🤖 AI Summary
This study addresses the challenge of conducting valid statistical inference for M-estimators after model selection with sparsity-inducing penalties such as the Lasso. The authors propose a novel noise-injection approach that decouples model selection from subsequent inference asymptotically: by adding carefully constructed Gaussian noise to the data and leveraging the approximate normality of the score statistic, the method enables valid post-selection inference without requiring customized inferential procedures. Standard regression tools (e.g., glm) suffice for implementation, significantly simplifying the workflow. Theoretical guarantees are established under mild distributional assumptions, and the approach is successfully demonstrated in an empirical study of social networks, where it facilitates inference on the association between gender and smoking behavior after model selection.
📝 Abstract
We consider inference for M-estimators after model selection using a sparsity-inducing penalty.

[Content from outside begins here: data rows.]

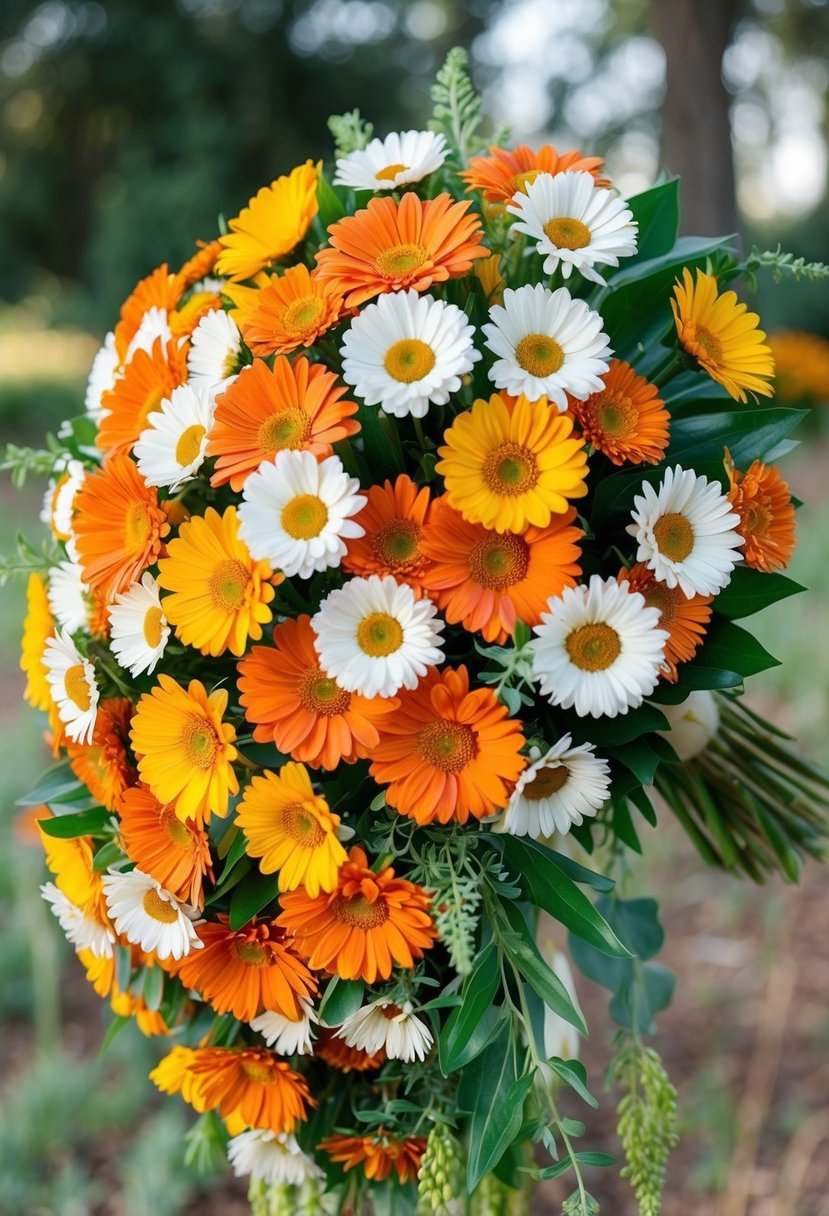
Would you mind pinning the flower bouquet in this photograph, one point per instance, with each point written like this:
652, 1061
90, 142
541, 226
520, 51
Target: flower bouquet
392, 589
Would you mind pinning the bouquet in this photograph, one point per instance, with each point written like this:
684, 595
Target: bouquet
392, 589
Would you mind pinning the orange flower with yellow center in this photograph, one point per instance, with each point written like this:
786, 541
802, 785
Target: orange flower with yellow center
185, 750
626, 421
295, 406
489, 580
449, 753
362, 928
119, 525
392, 246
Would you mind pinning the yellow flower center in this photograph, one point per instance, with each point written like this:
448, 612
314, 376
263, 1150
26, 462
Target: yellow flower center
593, 647
77, 687
400, 259
539, 354
674, 536
568, 234
190, 444
409, 360
304, 516
511, 469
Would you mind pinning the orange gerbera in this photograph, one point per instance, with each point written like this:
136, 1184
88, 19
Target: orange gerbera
377, 1153
489, 580
175, 853
626, 421
449, 753
392, 246
292, 311
106, 764
365, 925
146, 381
119, 525
503, 173
767, 516
264, 411
394, 518
684, 619
248, 972
295, 705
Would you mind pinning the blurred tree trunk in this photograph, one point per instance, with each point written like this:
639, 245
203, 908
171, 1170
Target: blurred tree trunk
695, 125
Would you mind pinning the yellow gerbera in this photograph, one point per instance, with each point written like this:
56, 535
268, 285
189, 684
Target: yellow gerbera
722, 336
292, 831
220, 594
272, 223
509, 462
185, 752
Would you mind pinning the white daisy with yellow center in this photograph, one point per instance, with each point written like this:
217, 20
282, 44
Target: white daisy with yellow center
557, 791
137, 626
547, 344
687, 533
297, 512
598, 648
374, 636
576, 224
407, 352
400, 159
170, 449
73, 686
148, 916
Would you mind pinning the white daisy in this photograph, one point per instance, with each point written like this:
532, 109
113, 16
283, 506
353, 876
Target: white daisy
406, 352
687, 533
82, 929
598, 648
387, 1025
213, 359
557, 791
401, 158
137, 626
374, 636
297, 511
73, 686
285, 1036
547, 344
575, 223
274, 1157
148, 916
171, 448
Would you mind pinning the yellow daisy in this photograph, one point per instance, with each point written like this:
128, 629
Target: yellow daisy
722, 336
292, 831
220, 594
508, 462
272, 223
185, 752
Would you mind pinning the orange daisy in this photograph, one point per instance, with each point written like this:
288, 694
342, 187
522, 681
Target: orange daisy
626, 421
264, 411
247, 972
489, 580
119, 525
378, 1154
502, 173
761, 499
297, 707
392, 246
394, 518
449, 753
292, 311
370, 922
175, 853
684, 619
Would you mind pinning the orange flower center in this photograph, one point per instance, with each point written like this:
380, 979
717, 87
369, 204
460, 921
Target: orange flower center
593, 647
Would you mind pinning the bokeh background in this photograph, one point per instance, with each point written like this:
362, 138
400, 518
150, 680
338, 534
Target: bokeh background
125, 129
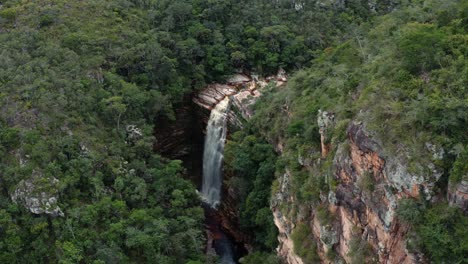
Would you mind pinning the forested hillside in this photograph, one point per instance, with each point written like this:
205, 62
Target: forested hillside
82, 84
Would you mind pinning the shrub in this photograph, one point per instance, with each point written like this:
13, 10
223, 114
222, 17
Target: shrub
304, 244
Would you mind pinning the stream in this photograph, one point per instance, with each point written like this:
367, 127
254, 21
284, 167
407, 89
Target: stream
213, 153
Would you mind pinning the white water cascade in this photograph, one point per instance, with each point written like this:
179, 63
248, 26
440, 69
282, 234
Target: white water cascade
213, 154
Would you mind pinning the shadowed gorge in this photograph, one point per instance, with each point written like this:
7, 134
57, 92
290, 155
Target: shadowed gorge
236, 131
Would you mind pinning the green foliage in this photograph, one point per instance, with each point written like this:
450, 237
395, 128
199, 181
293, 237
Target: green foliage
304, 244
360, 251
251, 162
439, 230
459, 170
420, 45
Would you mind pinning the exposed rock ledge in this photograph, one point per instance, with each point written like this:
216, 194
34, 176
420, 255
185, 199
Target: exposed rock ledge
38, 194
243, 90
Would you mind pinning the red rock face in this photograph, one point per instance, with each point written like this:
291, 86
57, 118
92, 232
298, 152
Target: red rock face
363, 205
458, 195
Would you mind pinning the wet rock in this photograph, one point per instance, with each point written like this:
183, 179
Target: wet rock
326, 122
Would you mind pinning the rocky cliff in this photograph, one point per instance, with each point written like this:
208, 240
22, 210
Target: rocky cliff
361, 202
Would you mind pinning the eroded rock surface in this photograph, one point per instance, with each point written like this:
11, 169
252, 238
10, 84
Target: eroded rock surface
363, 203
458, 195
39, 195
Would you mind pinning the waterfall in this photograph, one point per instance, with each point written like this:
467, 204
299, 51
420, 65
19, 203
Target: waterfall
213, 154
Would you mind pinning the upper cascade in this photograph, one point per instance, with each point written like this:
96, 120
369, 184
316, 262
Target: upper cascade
213, 153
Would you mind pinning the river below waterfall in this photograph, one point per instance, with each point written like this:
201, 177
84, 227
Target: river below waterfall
213, 153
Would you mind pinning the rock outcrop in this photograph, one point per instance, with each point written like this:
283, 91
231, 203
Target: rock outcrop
458, 195
243, 91
39, 195
362, 202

While existing methods for this task require bespoke inference procedures, we propose a simpler approach, which relies on two insights: (i) adding and subtracting carefully-constructed noise to a Gaussian random variable with unknown mean and known variance leads to two \emph{independent} Gaussian random variables; and (ii) both the selection event resulting from penalized M-estimation, and the event that a standard (non-selective) confidence interval for an M-estimator covers its target, can be characterized in terms of an approximately normal ``score variable". We combine these insights to show that -- when the noise is chosen carefully -- there is asymptotic independence between the model selected using a noisy penalized M-estimator, and the event that a standard (non-selective) confidence interval on noisy data covers the selected parameter. Therefore, selecting a model via penalized M-estimation (e.g. \verb=glmnet= in \verb=R=) on noisy data, and then conducting \emph{standard} inference on the selected model (e.g. \verb=glm= in \verb=R=) using noisy data, yields valid inference: \emph{no bespoke methods are required}. Our results require independence of the observations, but only weak distributional requirements. We apply the proposed approach to conduct inference on the association between sex and smoking in a social network.